For those drivers who prefer to be able to choose a new brand or type of vehicle frequently, large dealer networks may become the subscription provider. One dealer is testing the theory. Eric Flow is the president of management services at Winston-Salem, N.C.-based Drive Flow. Drive Flow is backed by a network of 38 car dealerships and has begun to offer subscription services just like the plans Cadillac and others are offering, except you are not locked into one brand. Subscribers can pick vehicles from whatever brand they want.
Eric Flow told Automotive News, “For us, it was a very natural fit. It’s not necessarily a replacement for our core business. It could be over time; it’s an additional offering.”
So how might the shift to services impact auto sales, and when might a meaningful shift occur? Sam Fiorani, Vice President of Global Vehicle Forecasting, at AutoForecast Solutions, LLC turned the tables and said the first question should not be how much, or when, but where subscription services will take hold. Fiorani says, “Outside of urban areas, vehicle ownership is a necessity.”
In major urban areas, it’s a whole different story. “In the urban areas where these subscription services could be used, people might look to them as an alternative to Uber or Lyft,” said Fiorani. He added, “A large portion of the population of cities like New York do not have cars because of the inherent hassle involved with ownership on the busy and narrow streets. Instead of owning a car, the $2,000 service would allow someone [in Manhattan] to gain the benefits of driving themselves to and from events without the issues of finding permanent storage.”
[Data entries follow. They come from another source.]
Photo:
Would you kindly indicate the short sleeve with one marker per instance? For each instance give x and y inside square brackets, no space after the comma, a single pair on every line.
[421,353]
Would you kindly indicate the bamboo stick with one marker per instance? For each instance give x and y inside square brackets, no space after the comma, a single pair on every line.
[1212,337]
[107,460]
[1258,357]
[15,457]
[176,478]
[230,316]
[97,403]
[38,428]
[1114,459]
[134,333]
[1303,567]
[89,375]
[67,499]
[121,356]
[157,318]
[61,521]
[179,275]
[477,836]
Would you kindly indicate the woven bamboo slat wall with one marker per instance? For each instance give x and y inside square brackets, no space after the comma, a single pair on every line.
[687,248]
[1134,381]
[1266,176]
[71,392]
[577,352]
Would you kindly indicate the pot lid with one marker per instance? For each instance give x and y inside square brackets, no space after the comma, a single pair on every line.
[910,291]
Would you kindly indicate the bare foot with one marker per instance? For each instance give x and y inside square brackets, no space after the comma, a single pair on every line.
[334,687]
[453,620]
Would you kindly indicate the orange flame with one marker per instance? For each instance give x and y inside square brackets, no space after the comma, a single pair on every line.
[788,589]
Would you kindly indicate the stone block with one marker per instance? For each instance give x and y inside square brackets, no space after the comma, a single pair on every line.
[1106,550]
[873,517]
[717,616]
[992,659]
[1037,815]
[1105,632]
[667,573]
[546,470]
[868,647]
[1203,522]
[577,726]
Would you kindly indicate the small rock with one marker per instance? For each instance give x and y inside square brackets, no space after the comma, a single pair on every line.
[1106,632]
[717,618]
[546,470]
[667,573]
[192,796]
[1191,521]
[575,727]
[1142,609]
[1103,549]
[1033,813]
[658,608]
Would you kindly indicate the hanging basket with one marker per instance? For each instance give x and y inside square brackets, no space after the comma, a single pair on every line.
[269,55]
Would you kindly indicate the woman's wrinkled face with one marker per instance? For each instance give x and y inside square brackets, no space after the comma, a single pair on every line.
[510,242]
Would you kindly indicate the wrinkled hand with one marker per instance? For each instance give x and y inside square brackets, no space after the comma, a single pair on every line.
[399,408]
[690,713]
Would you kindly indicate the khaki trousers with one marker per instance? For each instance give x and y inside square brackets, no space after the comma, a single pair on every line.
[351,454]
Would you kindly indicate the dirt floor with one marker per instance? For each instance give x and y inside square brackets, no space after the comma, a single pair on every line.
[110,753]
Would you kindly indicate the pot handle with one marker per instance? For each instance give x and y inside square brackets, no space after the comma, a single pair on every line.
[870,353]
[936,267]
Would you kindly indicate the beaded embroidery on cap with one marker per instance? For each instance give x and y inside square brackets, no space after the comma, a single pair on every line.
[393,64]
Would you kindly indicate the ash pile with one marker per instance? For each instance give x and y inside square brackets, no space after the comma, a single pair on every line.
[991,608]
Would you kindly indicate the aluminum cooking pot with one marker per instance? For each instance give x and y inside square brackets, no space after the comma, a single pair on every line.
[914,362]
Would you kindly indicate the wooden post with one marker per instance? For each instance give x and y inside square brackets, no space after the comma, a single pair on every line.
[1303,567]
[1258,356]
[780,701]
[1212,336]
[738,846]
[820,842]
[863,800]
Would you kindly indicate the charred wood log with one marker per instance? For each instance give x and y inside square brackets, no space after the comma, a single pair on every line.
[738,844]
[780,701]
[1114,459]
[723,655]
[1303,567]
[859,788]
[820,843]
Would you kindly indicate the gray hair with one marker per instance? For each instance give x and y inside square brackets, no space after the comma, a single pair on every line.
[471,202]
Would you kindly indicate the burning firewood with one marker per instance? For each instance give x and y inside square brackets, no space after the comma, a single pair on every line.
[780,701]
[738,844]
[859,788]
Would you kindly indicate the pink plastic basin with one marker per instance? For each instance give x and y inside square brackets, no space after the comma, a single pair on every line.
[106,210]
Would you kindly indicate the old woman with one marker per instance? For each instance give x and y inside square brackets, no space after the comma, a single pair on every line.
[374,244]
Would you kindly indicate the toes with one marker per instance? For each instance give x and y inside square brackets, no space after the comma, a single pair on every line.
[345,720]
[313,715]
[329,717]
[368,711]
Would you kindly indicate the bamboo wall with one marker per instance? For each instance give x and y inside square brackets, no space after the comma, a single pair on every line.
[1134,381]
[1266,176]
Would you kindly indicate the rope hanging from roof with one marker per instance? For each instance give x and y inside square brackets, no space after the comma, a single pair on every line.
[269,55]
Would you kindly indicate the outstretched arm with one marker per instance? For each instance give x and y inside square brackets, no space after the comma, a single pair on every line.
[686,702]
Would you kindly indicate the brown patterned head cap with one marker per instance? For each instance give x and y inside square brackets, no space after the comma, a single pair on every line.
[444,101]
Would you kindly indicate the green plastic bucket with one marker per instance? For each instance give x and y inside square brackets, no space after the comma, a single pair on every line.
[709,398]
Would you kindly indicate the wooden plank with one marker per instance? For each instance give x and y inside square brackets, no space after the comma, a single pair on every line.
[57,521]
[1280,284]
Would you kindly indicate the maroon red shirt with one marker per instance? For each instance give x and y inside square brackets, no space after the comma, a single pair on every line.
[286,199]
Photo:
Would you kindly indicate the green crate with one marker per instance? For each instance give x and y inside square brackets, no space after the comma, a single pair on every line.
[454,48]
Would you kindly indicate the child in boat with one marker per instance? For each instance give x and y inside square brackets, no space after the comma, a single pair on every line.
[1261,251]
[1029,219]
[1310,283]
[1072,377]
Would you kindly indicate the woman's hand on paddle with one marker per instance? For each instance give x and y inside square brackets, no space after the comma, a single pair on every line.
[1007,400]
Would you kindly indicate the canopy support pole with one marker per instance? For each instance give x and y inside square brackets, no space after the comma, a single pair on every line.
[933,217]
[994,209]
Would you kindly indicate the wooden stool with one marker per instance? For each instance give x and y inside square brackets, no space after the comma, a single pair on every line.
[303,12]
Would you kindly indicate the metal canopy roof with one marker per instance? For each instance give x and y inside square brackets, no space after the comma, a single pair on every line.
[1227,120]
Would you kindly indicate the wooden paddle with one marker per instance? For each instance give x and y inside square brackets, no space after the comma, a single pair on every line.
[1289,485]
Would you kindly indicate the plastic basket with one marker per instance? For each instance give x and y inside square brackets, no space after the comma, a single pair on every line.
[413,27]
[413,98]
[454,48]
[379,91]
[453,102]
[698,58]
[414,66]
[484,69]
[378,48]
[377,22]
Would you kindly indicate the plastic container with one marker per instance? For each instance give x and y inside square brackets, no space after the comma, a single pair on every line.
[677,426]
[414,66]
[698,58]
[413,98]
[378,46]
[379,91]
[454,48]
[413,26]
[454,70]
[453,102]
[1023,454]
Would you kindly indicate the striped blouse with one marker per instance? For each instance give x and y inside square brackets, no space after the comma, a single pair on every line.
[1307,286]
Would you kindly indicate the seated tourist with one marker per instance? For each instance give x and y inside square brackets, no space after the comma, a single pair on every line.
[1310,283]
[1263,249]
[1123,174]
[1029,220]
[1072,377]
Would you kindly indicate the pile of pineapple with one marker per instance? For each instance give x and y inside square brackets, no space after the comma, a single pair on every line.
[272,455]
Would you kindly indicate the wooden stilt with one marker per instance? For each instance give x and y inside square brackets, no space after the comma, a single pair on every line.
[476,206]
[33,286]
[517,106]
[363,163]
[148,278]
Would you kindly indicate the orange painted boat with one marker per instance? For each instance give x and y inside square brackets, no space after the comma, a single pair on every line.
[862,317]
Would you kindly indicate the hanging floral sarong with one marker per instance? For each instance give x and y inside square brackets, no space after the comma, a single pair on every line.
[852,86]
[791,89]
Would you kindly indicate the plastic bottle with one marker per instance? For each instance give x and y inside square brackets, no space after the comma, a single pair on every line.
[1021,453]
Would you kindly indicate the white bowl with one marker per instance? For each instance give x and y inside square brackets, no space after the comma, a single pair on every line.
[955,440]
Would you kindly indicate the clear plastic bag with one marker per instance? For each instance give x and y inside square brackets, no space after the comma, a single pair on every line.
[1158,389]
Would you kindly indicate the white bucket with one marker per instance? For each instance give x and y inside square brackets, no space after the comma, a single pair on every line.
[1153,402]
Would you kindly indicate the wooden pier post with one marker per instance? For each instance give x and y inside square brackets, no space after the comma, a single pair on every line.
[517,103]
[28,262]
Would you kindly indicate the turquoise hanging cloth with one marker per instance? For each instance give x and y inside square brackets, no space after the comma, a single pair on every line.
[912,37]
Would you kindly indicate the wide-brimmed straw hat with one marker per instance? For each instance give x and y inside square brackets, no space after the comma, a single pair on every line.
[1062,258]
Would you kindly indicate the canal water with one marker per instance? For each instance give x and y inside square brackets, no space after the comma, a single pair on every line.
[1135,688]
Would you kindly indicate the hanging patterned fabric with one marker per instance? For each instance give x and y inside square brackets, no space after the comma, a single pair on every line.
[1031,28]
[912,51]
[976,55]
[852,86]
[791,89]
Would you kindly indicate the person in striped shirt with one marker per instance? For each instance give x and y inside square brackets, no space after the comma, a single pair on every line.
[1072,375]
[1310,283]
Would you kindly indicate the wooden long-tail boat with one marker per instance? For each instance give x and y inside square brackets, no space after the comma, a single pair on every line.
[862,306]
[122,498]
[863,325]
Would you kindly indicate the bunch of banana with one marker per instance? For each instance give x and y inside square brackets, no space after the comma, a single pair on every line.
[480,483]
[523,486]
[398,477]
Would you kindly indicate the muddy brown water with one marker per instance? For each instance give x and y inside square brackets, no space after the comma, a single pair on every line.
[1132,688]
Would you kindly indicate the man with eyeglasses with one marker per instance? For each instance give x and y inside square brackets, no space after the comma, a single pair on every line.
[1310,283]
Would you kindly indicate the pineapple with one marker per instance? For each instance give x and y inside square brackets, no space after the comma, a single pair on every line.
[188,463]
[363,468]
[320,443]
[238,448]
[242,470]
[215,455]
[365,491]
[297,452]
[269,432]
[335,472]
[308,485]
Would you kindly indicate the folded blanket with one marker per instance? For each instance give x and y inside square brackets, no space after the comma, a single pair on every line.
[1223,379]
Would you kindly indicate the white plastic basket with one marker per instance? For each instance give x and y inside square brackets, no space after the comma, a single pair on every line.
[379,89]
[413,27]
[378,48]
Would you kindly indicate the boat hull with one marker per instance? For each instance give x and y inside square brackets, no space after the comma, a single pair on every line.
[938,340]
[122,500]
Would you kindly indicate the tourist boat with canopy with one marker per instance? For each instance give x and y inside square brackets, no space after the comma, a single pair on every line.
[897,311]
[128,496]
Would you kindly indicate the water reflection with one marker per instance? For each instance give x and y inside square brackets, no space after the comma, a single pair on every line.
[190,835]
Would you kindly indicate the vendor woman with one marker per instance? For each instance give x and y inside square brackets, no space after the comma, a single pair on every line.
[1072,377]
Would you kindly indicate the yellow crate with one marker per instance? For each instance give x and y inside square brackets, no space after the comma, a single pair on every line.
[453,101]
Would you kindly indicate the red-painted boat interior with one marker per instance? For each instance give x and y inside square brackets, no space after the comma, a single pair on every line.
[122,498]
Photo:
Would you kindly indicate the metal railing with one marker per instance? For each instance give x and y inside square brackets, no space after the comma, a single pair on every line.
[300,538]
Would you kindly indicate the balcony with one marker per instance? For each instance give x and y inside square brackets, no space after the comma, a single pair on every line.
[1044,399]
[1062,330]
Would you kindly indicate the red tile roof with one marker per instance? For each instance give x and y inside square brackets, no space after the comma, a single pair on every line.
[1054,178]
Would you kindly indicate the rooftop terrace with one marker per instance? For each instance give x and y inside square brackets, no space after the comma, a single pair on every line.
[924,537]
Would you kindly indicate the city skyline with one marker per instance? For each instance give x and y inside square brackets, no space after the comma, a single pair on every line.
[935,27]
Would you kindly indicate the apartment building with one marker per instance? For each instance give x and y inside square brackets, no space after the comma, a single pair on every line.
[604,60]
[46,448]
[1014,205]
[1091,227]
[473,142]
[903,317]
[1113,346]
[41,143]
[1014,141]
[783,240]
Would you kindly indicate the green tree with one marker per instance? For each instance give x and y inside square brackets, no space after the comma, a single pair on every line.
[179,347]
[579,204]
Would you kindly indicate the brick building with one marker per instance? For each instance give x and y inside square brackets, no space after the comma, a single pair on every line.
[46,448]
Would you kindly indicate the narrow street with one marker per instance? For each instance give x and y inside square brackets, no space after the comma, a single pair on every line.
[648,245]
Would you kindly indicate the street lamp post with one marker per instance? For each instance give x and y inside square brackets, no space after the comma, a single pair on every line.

Fiorani’s take on subscription services is similar to Eric Flow’s in that he thinks they might actually add to overall sales over time.
The satire site The Onion just posted a story entitled “Buick Introduces New Self-Buying Car.” It’s funny, but it’s also exactly what the subscription model is: a way for automakers to cork their sales numbers without every actually having to get a customer with sketchy job prospects, massive household debt and a shrinking bank balance to sign a loan for a car that’s never been more expensive, and showing no signs of getting cheaper.
Former GM Vice Chairman Bob Lutz has been making headlines with the doomsday opinion that everyone in America is going to sell their cars for scrap in five years. He’s missing the point entirely. If the subscription model does for cars what it did for televised entertainment, there may be more new vehicles on the road than ever.